How to reduce annotation when evaluating AI systems
By exploiting consistencies across components of ensemble classifiers, a new approach reduces data requirements by up to 89%.
Commercial machine learning systems are trained on examples meant to represent the real world. But the world is constantly changing, and deployed machine learning systems need to be regularly reevaluated, to ensure that their performance hasn’t declined.
Evaluating a deployed AI system means manually annotating data the system has classified, to determine whether those classifications are accurate. But annotation is labor intensive, so it is desirable to minimize the number of samples required to assess the system’s performance.
Many commercial machine learning systems are in fact ensembles of binary classifiers; each classifier “votes” on whether an input belongs to a particular class, and the votes are pooled to produce a final decision.
In a paper we’re presenting at the European Conference on Machine Learning, we show how to reduce the number of random samples required to evaluate ensembles of binary classifiers by exploiting overlaps between the sample sets used to evaluate the individual components.
For example, imagine that an ensemble that has three classifiers, and we need 10 samples each to evaluate the performance of the three classifiers. Evaluating the ensemble requires 40 samples — 10 each for the individual classifiers and 10 for the full ensemble. If 10 of the 40 samples were duplicates, we could make do with 30 annotations. Our paper builds on this intuition.
In an experiment using real data, our approach reduced the number of samples required to evaluate an ensemble by more than 89%, while preserving the accuracy of the evaluation.
We also ran experiments using simulated data that varied the degree of overlap between the sample sets for the individual classifiers. In those experiments, the savings averaged 33%.
Finally, in the paper, we show that our sampling procedure doesn’t introduce any biases into the resulting sample sets, relative to random sampling.
Intuitively, randomly chosen samples for the separate components of an ensemble would inevitably include some duplicates. Most of the samples useful for evaluating one model should thus be useful for evaluating the others. The goal is to add in just enough additional samples to be able to evaluate all the models.
We begin by choosing a sample set for the entire ensemble, which we dub the “parent”; the individual models of the ensemble are, by reference, “children”. After finding a set of samples sufficient for evaluating the parent, we expand it to include the first child, then repeat the procedure until the set of samples covers all the children.
Our general approach works with any criterion for evaluating an ensemble’s performance, but in the paper, we use precision — or the percentage of true positives that the classifier correctly identifies — as a running example.
We begin with the total set of inputs that the parent has judged to belong to the target class and the total set of inputs that the child has. There’s usually considerable overlap between the two sets; for example, in a majority-vote ensemble composed of three classifiers, the ensemble (parent) classifies an input as positive as long as two of the components (children) do.
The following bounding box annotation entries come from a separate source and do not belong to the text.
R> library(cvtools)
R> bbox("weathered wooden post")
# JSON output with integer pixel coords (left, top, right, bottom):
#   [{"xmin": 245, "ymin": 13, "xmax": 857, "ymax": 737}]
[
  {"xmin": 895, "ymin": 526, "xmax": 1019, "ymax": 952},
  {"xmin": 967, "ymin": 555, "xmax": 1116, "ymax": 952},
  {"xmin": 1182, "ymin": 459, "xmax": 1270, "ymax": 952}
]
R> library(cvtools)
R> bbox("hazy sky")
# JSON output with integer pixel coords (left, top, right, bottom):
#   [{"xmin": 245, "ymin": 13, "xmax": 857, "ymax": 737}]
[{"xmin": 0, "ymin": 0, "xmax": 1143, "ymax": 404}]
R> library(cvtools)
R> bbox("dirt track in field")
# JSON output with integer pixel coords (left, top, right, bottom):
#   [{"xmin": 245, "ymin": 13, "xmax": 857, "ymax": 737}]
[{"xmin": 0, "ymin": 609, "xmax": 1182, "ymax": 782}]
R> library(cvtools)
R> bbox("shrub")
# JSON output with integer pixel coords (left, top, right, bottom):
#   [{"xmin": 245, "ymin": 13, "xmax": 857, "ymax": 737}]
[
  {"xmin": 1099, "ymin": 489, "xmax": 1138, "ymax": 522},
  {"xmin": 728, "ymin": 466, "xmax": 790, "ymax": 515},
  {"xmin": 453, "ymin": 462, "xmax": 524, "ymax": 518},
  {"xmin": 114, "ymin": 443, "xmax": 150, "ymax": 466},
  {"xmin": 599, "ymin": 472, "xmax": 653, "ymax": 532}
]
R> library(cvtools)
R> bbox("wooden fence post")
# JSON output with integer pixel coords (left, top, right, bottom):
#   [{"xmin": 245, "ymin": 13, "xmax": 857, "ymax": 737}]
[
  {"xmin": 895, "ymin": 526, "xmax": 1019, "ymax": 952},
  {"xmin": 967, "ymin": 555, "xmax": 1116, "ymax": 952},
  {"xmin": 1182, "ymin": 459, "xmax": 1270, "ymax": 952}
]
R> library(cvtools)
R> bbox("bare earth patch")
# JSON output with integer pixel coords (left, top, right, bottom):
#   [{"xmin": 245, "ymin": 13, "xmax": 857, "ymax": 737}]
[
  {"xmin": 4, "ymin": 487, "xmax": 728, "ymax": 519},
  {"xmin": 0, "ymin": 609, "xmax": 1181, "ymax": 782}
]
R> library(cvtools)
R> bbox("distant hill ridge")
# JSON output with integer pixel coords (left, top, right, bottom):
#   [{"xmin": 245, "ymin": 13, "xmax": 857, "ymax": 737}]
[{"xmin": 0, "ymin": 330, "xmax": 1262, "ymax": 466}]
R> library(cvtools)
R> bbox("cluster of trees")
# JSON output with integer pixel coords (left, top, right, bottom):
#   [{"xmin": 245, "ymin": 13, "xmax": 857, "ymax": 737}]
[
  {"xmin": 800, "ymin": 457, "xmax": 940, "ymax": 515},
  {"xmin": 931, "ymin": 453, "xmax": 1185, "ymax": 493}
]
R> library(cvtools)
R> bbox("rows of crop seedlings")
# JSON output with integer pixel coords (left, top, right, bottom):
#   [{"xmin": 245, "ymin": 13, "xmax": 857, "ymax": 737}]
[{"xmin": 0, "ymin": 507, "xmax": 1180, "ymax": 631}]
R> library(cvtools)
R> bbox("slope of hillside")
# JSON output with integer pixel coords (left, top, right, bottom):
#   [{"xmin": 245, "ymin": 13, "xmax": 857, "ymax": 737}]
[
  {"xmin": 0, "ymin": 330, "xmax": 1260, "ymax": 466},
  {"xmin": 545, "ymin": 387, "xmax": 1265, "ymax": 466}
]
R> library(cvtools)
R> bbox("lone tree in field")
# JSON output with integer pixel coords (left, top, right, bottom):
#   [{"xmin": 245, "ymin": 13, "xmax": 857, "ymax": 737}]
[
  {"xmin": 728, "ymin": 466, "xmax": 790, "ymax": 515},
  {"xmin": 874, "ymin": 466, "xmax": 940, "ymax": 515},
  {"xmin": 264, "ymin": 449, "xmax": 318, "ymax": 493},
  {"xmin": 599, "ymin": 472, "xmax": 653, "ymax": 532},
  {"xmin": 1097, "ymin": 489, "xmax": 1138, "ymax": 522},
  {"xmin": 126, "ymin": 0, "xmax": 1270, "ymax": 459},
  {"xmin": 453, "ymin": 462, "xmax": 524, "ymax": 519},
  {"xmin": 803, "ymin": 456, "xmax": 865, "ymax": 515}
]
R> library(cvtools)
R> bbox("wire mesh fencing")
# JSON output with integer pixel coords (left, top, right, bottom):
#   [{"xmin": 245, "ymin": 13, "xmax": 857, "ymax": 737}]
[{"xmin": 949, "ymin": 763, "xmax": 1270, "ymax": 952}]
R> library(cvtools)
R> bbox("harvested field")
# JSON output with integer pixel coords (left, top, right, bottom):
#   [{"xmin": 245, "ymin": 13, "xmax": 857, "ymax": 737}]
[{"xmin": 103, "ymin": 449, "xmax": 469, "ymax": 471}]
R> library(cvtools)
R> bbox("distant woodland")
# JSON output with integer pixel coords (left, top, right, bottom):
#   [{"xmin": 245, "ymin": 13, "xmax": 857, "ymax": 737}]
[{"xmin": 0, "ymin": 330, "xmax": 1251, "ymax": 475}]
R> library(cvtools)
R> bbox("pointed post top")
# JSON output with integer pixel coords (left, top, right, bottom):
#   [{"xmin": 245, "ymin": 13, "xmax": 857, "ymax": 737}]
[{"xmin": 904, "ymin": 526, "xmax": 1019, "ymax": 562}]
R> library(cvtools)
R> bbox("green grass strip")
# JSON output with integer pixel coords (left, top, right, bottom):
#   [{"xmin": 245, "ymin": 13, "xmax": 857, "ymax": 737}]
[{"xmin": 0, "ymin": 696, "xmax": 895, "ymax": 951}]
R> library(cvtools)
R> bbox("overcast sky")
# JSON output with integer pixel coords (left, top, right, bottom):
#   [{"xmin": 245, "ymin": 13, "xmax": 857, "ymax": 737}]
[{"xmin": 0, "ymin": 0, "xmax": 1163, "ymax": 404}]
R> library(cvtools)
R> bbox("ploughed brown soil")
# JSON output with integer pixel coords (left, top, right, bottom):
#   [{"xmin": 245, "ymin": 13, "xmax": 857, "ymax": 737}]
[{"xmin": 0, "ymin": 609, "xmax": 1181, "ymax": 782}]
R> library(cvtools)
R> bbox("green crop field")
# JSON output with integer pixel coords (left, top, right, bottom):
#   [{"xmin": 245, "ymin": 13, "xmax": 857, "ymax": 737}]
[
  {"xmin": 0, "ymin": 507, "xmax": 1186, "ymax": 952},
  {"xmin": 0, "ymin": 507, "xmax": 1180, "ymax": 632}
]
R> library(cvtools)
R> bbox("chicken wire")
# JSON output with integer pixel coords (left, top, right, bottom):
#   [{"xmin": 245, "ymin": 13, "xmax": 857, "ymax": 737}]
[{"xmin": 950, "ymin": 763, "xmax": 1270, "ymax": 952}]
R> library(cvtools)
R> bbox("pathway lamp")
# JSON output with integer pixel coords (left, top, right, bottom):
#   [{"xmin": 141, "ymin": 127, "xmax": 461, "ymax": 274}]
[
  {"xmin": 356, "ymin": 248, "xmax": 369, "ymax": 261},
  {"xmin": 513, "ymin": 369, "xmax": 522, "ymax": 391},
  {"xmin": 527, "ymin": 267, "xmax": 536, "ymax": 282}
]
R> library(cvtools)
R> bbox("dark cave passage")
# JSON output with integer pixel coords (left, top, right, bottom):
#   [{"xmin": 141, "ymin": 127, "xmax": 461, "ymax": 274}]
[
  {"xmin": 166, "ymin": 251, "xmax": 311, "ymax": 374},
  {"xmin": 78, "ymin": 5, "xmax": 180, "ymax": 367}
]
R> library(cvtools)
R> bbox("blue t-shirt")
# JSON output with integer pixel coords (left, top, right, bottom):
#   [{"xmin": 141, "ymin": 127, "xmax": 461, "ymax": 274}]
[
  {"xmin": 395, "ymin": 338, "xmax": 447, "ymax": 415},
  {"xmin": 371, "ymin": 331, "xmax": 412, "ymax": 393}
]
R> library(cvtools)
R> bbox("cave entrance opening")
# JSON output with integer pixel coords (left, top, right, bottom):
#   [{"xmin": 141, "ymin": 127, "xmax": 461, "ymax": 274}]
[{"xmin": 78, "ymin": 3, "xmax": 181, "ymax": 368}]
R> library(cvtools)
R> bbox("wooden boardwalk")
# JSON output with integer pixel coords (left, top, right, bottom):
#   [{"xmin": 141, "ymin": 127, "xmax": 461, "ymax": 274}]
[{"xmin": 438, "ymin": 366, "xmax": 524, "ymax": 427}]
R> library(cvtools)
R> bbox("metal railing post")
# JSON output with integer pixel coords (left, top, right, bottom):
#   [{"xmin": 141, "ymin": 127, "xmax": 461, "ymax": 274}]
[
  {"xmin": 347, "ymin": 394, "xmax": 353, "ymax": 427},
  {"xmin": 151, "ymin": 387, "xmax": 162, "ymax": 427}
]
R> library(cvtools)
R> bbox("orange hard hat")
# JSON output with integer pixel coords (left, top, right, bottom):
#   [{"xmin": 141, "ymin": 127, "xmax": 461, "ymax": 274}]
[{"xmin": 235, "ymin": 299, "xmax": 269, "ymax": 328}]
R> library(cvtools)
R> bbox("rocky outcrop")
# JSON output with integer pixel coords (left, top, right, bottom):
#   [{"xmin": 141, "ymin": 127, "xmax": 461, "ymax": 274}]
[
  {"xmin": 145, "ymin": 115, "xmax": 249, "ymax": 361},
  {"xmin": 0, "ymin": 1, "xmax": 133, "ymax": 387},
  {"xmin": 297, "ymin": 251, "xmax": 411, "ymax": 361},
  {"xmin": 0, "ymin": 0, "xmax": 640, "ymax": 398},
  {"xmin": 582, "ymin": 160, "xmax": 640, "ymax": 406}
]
From the parent set, we select enough random samples to evaluate the parent. Then we find the intersection between that sample set and the child’s total set of positive classifications (S+ in the figure above). This becomes our baseline sample set for the child.
Next, we draw a random sampling of inputs that the child classified as positive but the parent did not (S-, above). The ratio between the size of this sample and the size of the baseline sample set should be the same as the ratio between the number of inputs that the child — but not the parent — labeled positive and the number of inputs that both labeled positive.
When we add these samples to the baseline sample set, we get a combined sample set that may not be large enough to accurately estimate precision. If needed, we select more samples from the inputs classified as positive by the child. These samples may also have been classified as positive by the parent (Sremain in the figure above).
Recall that we first selected samples from the set where the child and parent agreed, then from the set where the child and parent disagreed. That means that the sample set we have constructed is not truly random, so the next step is to mix together the samples in the combined set.
Reshuffle or resample?
We experimented with two different ways of performing this mixing. In one, we simply reshuffle all the samples in the combined set. In the other, we randomly draw samples from the combined set and add them to a new mixed set, until the mixed set is the same size as the combined set. In both approaches, the end result is that when we pick any element from the sample, we won’t know whether it came from the set where the parent and child agreed or the one where they disagreed.
In our experiments, we identified a slight trade-off between the results of our algorithm when we used reshuffling to produce the mixed sample set and when we used resampling. Because resampling introduces some redundancies into the mixed set, it requires fewer samples than reshuffling, which increases the savings in sample size versus random sampling.
At the same time, however, it slightly lowers the accuracy of the precision estimate. With reshuffling, our algorithm, on average, slightly outperformed random sampling on our three test data sets, while with resampling, it was slightly less accurate than random sampling.
Overall, the sampling procedure we have developed reduces the sample size. Of course, the amount of savings depends on the overlap between the parent’s and child’s judgments. The greater the overlap, the greater the savings in samples.